We tested NPV-reactive human serum samples with RVFV, Gabek Forest virus (GFV), and Karimabad virus (KARV) for serologic cross-reactivity, as described earlier in this article. In addition, we tested GFV- and KARV-positive serum samples with NPV in 2-fold serial dilutions from 1:5 to 1:20 (Table).
Approval for the study was granted by the Scientific and Ethical Review Unit and Animal Care and Use Committee of the Kenya Medical Research Institute (SSC Protocol nos. 1560 and KEMRI/SERU/CVR/003/3312). All animal experiments were carried out in accordance with the regulations and guidelines of the Kenya Medical Research Institute.
GenBank Accession Numbers
The NPV genome was deposited in GenBank under accession nos. MF695810–MF695812. The COI sequence obtained from the virus-positive sand fly pool was deposited in GenBank under accession no. MG913288.
NPV Isolation and Characterization
In total, 6,434 sand flies were trapped (Figure 1). A subset of 5,481 sandflies was pooled and the resulting 111 pools individually inoculated in VeroE6/7 cells. One pool consisting of 8 females induced CPE 4–5 days postinfection. Sequence analysis of the COI gene of the sand flies of this CPE-positive pool suggested that sand flies were of the genus Sergentomyia. We identified blood-meal hosts for 62 blood-fed specimens sampled at the same place and time as the pooled specimens. Results revealed that 56 (90.3%) had fed on humans, 2 (3.2%) on snakes, and 1 (1.6%) each on a frog, lizard, cow, and ostrich. The infectious cell culture supernatant tested negative for RVFV, orthobunyaviruses, alphaviruses, and members of genus Flavivirus. We amplified a 0.5-kb fragment of the RdRp gene of sand fly–borne phleboviruses using degenerated primers (25). The sequence showed the highest pairwise identity of 79% to GFV and 75% to KARV. We sampled a subset of 953 individual sand fly samples 2 years after the initial study and tested it in pools of 10 by specific RT-PCR for the cultured virus; results were negative.

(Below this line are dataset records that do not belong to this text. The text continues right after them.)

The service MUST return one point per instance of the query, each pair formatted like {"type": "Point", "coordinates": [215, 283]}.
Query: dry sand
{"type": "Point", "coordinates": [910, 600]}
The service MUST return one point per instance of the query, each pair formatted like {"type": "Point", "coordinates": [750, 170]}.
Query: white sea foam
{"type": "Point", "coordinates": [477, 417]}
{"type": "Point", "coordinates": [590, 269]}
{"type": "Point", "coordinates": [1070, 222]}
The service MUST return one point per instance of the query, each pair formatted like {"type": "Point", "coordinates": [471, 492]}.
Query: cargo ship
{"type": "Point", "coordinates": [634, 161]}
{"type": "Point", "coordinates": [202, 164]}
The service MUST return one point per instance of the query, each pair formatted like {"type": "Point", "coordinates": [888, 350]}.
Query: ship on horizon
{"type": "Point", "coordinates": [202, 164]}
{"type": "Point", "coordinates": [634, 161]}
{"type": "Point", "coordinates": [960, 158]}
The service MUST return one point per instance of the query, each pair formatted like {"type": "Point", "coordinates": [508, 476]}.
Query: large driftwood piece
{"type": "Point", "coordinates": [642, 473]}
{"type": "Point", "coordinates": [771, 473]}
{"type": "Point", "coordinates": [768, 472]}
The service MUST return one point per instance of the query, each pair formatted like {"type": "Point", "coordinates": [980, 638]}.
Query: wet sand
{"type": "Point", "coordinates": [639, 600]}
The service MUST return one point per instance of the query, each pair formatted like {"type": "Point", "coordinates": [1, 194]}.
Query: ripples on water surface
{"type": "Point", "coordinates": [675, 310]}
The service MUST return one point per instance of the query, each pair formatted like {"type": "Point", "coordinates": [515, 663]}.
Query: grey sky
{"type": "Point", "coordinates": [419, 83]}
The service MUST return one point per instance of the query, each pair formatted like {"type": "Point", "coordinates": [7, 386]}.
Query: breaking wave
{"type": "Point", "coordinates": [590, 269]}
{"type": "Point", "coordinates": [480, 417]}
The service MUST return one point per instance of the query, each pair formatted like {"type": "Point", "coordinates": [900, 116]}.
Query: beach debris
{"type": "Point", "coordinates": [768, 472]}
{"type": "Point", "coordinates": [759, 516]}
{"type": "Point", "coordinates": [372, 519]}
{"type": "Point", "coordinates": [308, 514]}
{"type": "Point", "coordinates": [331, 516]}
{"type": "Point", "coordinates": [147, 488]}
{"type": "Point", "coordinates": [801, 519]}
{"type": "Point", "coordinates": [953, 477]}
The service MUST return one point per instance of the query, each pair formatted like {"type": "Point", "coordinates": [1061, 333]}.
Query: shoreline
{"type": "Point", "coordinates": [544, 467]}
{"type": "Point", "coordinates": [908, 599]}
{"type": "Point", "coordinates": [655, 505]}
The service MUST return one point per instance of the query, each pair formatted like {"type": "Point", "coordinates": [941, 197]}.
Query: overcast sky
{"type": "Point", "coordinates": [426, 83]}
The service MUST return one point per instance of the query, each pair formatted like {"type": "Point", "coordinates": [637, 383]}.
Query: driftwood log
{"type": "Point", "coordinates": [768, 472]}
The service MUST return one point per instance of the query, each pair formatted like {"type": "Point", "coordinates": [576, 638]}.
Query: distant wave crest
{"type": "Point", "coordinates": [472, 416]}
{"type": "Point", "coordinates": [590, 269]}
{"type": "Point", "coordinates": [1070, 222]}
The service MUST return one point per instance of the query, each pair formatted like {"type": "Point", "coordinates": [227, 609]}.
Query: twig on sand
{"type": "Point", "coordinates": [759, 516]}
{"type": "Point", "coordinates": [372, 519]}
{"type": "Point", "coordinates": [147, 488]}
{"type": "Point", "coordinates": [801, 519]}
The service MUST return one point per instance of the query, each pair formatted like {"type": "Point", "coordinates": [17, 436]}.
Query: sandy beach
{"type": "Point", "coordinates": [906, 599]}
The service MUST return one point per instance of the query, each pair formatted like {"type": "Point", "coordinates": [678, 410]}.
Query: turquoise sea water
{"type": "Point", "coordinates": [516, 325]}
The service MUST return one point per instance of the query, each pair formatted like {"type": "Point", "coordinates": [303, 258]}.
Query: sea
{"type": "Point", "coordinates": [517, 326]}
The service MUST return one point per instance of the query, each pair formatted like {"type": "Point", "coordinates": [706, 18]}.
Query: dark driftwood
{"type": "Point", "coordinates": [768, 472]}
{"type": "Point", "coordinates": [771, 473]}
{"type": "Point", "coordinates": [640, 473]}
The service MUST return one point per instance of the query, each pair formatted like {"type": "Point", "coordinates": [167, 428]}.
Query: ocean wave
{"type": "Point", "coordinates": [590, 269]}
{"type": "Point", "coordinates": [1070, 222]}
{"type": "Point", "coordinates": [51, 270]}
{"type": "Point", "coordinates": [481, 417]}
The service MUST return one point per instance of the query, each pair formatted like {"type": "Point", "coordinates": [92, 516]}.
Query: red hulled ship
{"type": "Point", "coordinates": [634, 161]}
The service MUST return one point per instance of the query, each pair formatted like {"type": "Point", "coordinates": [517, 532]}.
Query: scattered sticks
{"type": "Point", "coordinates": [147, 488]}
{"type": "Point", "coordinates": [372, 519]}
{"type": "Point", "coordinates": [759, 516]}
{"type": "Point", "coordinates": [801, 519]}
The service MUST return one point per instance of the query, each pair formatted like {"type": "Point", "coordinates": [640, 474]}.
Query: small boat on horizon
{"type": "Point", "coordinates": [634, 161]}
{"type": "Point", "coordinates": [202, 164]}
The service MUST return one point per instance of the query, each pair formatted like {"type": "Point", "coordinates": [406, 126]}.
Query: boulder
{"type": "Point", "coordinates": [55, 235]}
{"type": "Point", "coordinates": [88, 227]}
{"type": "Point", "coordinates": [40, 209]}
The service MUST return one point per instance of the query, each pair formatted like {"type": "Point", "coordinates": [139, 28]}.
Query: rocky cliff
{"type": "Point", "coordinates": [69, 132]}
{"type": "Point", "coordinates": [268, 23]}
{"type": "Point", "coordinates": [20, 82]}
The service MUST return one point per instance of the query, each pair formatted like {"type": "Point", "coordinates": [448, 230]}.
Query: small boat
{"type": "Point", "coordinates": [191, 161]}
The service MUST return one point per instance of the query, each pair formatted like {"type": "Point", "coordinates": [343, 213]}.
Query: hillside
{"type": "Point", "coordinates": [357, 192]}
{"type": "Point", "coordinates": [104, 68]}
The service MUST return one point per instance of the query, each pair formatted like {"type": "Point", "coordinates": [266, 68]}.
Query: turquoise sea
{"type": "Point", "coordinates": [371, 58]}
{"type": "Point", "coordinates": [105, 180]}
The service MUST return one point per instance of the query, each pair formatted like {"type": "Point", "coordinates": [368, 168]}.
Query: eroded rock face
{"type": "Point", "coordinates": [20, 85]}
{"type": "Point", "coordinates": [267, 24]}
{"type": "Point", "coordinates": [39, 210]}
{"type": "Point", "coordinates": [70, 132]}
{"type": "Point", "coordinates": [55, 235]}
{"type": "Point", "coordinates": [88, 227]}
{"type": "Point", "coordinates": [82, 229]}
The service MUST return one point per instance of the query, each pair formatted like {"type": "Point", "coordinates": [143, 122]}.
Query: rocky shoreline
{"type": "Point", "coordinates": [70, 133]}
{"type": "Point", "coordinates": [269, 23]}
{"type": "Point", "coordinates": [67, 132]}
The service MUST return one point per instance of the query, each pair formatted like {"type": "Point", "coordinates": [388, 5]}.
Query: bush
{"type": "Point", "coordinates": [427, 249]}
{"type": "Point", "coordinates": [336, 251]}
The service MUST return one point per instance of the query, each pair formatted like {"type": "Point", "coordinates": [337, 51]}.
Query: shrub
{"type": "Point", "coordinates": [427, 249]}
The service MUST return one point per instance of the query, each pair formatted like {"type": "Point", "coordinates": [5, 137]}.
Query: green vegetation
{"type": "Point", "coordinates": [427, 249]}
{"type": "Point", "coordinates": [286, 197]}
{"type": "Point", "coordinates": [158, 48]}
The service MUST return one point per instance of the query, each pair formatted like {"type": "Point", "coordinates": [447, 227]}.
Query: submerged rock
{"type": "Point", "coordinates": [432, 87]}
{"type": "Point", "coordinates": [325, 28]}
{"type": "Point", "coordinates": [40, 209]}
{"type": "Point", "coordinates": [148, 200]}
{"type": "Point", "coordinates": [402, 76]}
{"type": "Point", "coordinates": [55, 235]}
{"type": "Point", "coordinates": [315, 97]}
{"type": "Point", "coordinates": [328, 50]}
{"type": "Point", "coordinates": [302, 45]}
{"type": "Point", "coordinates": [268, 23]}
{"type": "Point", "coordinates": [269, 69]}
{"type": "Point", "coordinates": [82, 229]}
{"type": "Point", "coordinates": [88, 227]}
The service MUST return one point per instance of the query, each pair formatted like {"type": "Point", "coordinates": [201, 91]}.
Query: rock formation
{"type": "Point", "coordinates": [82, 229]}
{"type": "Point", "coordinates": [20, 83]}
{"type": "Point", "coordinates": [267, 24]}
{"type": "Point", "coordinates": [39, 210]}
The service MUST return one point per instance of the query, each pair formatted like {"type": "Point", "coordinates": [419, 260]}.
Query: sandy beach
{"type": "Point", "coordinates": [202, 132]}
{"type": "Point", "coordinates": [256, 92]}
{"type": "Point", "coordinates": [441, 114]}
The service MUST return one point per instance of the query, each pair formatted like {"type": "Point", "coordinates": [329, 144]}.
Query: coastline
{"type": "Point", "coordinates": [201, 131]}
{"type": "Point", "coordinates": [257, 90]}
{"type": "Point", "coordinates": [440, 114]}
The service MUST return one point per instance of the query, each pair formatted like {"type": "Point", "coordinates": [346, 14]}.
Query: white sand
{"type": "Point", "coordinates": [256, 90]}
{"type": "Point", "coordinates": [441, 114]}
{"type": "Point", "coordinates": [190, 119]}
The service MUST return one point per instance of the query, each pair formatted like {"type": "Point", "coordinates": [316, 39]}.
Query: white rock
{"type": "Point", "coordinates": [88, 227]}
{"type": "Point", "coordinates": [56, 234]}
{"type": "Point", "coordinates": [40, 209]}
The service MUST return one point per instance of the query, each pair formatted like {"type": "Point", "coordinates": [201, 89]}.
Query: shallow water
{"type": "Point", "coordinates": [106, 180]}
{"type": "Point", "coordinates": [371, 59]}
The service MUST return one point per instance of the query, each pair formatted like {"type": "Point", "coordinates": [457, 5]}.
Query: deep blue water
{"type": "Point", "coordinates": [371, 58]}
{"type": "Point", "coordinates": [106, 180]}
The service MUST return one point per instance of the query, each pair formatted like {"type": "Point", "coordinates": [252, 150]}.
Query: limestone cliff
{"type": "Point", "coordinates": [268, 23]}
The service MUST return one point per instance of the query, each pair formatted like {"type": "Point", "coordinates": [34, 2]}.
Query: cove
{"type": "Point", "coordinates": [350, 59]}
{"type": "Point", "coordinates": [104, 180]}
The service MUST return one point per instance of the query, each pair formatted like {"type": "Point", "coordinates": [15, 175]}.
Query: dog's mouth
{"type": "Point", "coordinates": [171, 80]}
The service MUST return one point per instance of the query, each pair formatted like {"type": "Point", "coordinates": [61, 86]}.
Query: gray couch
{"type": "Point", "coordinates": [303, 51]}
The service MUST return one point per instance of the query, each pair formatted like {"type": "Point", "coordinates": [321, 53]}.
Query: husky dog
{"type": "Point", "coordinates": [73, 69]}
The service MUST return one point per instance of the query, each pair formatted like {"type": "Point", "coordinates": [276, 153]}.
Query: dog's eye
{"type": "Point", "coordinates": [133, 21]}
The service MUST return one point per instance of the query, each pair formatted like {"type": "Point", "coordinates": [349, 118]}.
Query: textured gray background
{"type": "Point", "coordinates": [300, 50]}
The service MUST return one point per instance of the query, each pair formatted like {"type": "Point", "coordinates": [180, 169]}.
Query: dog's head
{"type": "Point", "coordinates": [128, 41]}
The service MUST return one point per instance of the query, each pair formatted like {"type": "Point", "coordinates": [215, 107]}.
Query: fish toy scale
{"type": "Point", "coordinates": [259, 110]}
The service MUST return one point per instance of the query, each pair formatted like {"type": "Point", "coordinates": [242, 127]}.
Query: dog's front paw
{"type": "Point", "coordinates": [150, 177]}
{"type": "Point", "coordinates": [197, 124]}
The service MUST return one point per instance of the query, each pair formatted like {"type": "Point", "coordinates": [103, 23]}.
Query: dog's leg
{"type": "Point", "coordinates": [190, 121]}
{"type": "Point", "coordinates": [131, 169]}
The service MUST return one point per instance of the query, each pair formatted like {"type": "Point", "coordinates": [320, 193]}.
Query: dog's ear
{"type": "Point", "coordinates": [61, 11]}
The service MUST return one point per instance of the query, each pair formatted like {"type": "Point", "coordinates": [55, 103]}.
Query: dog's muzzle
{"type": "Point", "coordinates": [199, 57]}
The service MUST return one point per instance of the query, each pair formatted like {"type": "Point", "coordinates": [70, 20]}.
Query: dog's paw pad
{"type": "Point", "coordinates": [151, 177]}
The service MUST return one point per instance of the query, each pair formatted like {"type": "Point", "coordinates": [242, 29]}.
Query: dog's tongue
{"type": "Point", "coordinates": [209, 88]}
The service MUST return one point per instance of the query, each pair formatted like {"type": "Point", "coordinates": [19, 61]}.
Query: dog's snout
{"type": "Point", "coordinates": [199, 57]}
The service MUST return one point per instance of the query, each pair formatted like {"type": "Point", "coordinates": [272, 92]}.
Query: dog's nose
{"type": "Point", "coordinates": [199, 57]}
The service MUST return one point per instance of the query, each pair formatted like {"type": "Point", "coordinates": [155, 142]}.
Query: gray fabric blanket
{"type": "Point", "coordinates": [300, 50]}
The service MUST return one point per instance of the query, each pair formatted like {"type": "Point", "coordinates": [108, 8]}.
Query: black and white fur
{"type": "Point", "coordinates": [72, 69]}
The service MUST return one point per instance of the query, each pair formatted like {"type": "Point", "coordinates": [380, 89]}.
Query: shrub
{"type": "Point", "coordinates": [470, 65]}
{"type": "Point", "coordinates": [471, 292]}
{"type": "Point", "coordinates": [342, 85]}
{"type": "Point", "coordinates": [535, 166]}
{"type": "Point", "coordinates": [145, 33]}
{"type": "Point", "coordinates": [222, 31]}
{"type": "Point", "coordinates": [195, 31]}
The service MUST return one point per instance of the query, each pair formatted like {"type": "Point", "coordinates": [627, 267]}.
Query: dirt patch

Analysis of the complete genome by next-generation sequencing confirmed isolation of a novel phlebovirus. The virus was tentatively termed Ntepes virus, after the location where the sand flies were collected. The virus exhibits the characteristic tripartite-segmented genome organization of phleboviruses, comprising the large (L) segment, which encodes the RdRp protein; the medium (M) segment, encoding a glycoprotein precursor protein (GPC) that is posttranslationally cleaved into 2 viral surface glycoproteins (Gn and Gc) and a nonstructural protein (NSm); and the small (S) segment, encoding the nucleocapsid (N) protein and a nonstructural protein (NS) in an ambisense manner (Figure 2). Highest sequence similarities to GFV were 93% to RdRp, 88% to GPC, 79% to Nsm, 85% to N, and 90% to NS. NPV has the typical conserved genome termini shared among phleboviruses (5′-ACACAAAG and CUUUGUGU-3′) (8).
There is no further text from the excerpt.